Let's compare some timing (warning, this may take a while on your machine!).

A Few Observations¶

• Looks like a regular Python list on a billion floats only costs double (seems like it should be even slower...).
• Why is accessing floats in an array.array so slow?
  • Because each float is boxed by the Python runtime. You saw this earlier!

In an array.array or in numpy.array for that matter, when you "iterate" over the array, and use the ints you get, what Python does is to take that 32 bits or 64 bits from memory, wrap it up into one of these structs, and hand it to you.

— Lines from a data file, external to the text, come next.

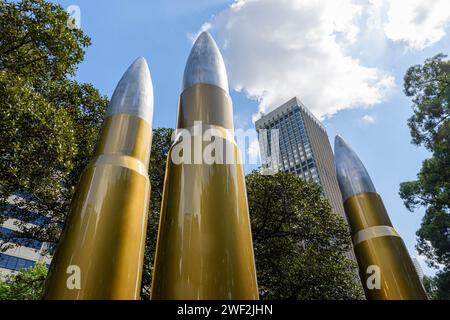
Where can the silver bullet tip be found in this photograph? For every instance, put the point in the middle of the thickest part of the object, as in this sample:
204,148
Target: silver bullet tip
134,93
205,64
352,176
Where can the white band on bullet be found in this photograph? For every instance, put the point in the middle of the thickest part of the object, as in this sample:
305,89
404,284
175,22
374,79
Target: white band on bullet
374,232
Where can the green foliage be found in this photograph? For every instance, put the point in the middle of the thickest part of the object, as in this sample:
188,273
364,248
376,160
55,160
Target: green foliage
429,87
299,243
160,148
48,122
36,42
28,284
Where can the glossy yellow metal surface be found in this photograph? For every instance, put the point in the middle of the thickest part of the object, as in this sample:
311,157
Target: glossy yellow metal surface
376,243
205,248
104,235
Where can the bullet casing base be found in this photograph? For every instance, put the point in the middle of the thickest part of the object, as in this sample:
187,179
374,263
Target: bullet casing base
383,249
104,234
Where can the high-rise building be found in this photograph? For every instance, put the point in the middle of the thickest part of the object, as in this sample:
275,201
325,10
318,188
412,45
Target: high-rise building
17,253
293,140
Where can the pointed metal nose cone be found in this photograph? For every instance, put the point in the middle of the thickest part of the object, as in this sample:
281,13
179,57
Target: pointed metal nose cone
134,93
351,173
205,64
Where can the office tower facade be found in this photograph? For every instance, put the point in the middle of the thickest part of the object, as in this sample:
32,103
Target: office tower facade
293,140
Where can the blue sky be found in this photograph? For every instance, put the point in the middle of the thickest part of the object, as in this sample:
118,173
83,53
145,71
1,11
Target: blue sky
345,62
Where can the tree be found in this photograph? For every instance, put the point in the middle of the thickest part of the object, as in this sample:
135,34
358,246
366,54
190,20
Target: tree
28,284
299,243
429,87
48,121
162,139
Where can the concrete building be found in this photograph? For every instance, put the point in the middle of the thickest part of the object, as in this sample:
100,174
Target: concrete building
293,140
19,253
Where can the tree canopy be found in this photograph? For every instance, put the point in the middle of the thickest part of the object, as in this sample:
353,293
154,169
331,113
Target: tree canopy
429,87
27,284
299,243
48,121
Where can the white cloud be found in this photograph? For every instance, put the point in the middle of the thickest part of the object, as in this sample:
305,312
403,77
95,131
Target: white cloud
275,50
367,119
418,23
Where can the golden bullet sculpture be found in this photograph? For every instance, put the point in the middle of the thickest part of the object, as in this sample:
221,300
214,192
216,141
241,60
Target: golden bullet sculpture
204,248
101,250
385,266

You asked for a Python int after all.

Operations on array.array which can be done with C are fast; access into Python is slow.

This is why numpy.ndarray is written in C, with operations like numpy.dot written in C.

(None of the array.array functionality is exposed with any complex operations under the hood, so its current use remains limited.)

If you want to use numerical stuff, use numpy arrays.

See https://www.python.org/doc/essays/list2str/ for a discussion on when it's a good idea to use array.array.

memoryviews¶

Memoryviews, inspired by NumPy and SciPy, let you handle slices of arrays without expensively copying bytes.

Travis Oliphant, as quoted in Fluent:

A memoryview is essentially a generalized NumPy array structure in Python itself (without the math). It allows you to share memory between data-structures (things like PIL images, SQLlite databases, NumPy arrays, etc.) without first copying. This is very important for large data sets.